Nadie es perfecto y a no ser que quieras escribir sobre una deidad, es importante evitar a toda costa a don Perfecto y a doña Perfecta.

Uno de los errores más comunes que encontramos en muchas historias es que el protagonista es la perfección evolutiva del ser humano, es decir, tiene una belleza abrumadora, una inteligencia que hace palidecer a Stephen Hawking, tiene un sistema de valores con los que podría fundar su propia ideología, es el Leonardo Da Vinci de las disciplinas humanas inventadas y por inventar (y casi seguro que de las extraterrestres también). Sin olvidar que es el individuo con más suerte del cosmos. ¿Por qué es un defecto ser perfecto?

La respuesta es muy sencilla, si nuestro protagonista es capaz de hacer todo lo que se proponga y no tiene defectos de ningún tipo, eso quiere decir que no hay problemas que solventar ni conflictos que resolver, y sin dificultades no hay historias.

Un ejemplo de personaje que puede hacer todo lo que se proponga y más sería Rey en la séptima entrega de Star Wars. Dicha mujer es una experta en idiomas, puede pilotar de forma profesional cualquier tipo de nave, es una mecánica que no conoce límites, y logra usar el poder de la Fuerza sin despeinarse. ¿Cómo puede la audiencia verse emocionada ante un personaje que puede con todo?

«Si creamos personajes perfectos, no hay una historia interesante que contar». @DavidTorresOrtn Clic para tuitear

 

Además, si creamos un personaje perfecto, no sólo no hay una historia interesante que contar o un personaje poco convincente, sino que el espectador desconecta por completo al no verse reflejado en él. Nadie es perfecto y a no ser que quieras escribir sobre una deidad, es importante evitar a toda costa a don Perfecto y a doña Perfecta.

¿Es imposible desarrollar a un personaje que sea imbatible?

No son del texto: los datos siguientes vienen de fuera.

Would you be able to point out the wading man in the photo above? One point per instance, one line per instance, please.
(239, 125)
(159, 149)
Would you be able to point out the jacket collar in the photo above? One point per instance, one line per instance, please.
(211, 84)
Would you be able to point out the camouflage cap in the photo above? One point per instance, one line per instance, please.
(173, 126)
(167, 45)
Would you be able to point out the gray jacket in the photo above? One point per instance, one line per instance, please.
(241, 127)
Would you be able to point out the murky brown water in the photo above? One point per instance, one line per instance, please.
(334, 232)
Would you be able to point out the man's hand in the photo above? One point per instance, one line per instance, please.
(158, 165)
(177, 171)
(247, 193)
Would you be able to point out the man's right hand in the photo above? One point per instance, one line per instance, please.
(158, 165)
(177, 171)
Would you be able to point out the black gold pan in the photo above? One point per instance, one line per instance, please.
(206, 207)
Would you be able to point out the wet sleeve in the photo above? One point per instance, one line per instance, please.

En absoluto, voy a poner como ejemplo al cómic One Punch Man. En este manga (y recientemente serie de animación) el protagonista es un superhéroe tan poderoso que puede destruir a cualquiera de un puñetazo. ¿Cómo podemos diseñar una historia interesante con esta premisa? En la serie hacen que el protagonista se vea comprometido a nivel personal, es decir, es un palurdo que no sabe encajar en la sociedad y al ser indestructible nunca encuentra retos en su vida. En definitiva, quiere ser feliz y lucha por ello.

¿Y cómo damos defectos a nuestros personajes? Depende, ¿qué quieres contar? ¿Una historia sobre cómo el dinero no es lo más importante en la vida? Pues haz un personaje avaricioso, un enfermo del dinero, para ponerle a prueba y así, al final de la historia, se dé cuenta de que lo material no da la felicidad.

Por consiguiente el resto de personajes deben ser diseñados por contraste, ¿tenemos un personaje avaricioso?, le pondremos a uno que esté forrado y que pueda aprovecharse de él. ¿Queremos que haya un personaje que le quiera?, haremos a ese personaje pobre, para que sea difícil juntarlos, etc.

Hay que tener presente que sin conflicto no hay historia y sin defectos es difícil que haya un conflicto. Por eso nadie quiere a don Perfecto y a doña Perfecta, porque no tienen problemas, no pueden ser identificados con nadie y no pueden ser los protagonistas de la historia sobre la que probablemente quieras escribir.